Les États-Unis mettent fin à 12 ans de présence militaire en Syrie
Les États-Unis retirent leurs 1 000 soldats restants de Syrie, mettant fin à un engagement militaire qui avait débuté en 2014. Ordonné par le président Trump, ce retrait redéfinit la sécurité au Moyen-Orient et laisse les alliés kurdes de l'Amérique face à un avenir incertain.
Un retrait historique
L'armée américaine retire ses quelque 1 000 soldats restants de Syrie, mettant fin à une présence militaire qui avait débuté en 2014 dans le cadre de l'Opération Inherent Resolve, la campagne de la coalition visant à détruire l'État islamique (EI). Le président Donald Trump a ordonné un retrait complet d'ici deux mois, refermant un chapitre de l'engagement américain qui a duré plus d'une décennie et a redessiné le Moyen-Orient moderne.
La garnison stratégique d'al-Tanf, dans le sud de la Syrie, un centre névralgique pour les opérations anti-EI près des frontières de l'Irak et de la Jordanie, a été parmi les premières bases évacuées, le CENTCOM ayant confirmé son départ le 11 février. Les troupes restantes, concentrées dans le nord-est, devraient maintenant suivre dans les semaines à venir.
Pourquoi maintenant ?
L'administration Trump affirme que la mission a largement atteint son terme. Un accord de cessez-le-feu négocié par les États-Unis et signé le 29 janvier a intégré les Forces démocratiques syriennes (FDS), à majorité kurde, principal partenaire de Washington dans la lutte contre l'EI, dans un cadre d'intégration avec l'armée nationale syrienne sous la direction du président par intérim Ahmed al-Sharaa.
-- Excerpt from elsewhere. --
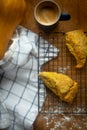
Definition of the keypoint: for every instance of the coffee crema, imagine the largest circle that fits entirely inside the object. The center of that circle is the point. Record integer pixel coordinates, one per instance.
(47, 15)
Les responsables américains ont qualifié cet accord de "pas important vers l'unité nationale et la réconciliation".
Damas étant désormais disposé et en mesure d'assumer les responsabilités en matière de sécurité, notamment la supervision des centres de détention de l'EI, l'administration estime que le maintien de troupes américaines sur le terrain n'est plus justifié. Les responsables ont également souligné que la décision concernant la Syrie n'est pas liée à un renforcement naval et aérien américain distinct ailleurs au Moyen-Orient, dans un contexte de tensions croissantes avec l'Iran.
Risques et dissensions
Tout le monde n'est pas convaincu. Les critiques, notamment les sénateurs républicains et les anciens responsables, avertissent qu'un retrait complet risque de créer un vide dangereux. L'EI, bien que vaincu territorialement, conserve une présence clandestine dans les zones désertiques de l'est de la Syrie et de l'Irak, et les analystes affirment que le groupe s'est discrètement regroupé et a intensifié ses attaques.
Le sort de dizaines de milliers de détenus de l'EI détenus dans des camps et des prisons gérés par les FDS est un point de friction particulier. Des informations indiquent que des centaines de combattants se sont échappés des centres de détention lorsque les gardes des FDS ont été attaqués lors de l'offensive dans le nord-est de la Syrie au début de l'année. Une évasion massive de prison pourrait accélérer considérablement l'effort de reconstruction de l'EI.
Un coup dur pour les Kurdes
Le retrait est un coup dur pour la communauté kurde de Syrie. Les FDS ont perdu des milliers de combattants dans la campagne contre l'EI, se battant aux côtés des troupes américaines dans certaines des batailles les plus brutales de la guerre. Les dirigeants kurdes et leurs partisans à l'étranger décrivent désormais le retrait américain comme une trahison, dont les répercussions dépassent largement les frontières de la Syrie.
Les analystes de Chatham House avertissent que cet épisode envoie un signal néfaste aux communautés minoritaires et aux alliés des États-Unis dans le monde entier : les garanties de sécurité américaines sont conditionnelles et réversibles. Les mouvements politiques kurdes en Irak, en Turquie et en Iran suivent la situation de près.
Remodeler la région
Les conséquences géopolitiques plus larges sont importantes. La Russie, la Turquie et l'Iran, qui ont chacun des intérêts divergents en Syrie, sont susceptibles de gagner en influence à mesure que le levier américain s'évapore. La Turquie, qui considère les FDS kurdes comme une extension du groupe militant PKK, pourrait accélérer ses opérations militaires dans le nord de la Syrie une fois que les forces américaines seront complètement retirées.
Ce retrait marque également un tournant décisif dans la doctrine de politique étrangère de Trump, qui consiste à réduire les engagements coûteux à l'étranger. La question de savoir si la Syrie peut se stabiliser sous le nouveau gouvernement d'al-Sharaa, ou retomber dans le conflit, pourrait en fin de compte être le test décisif de ce calcul.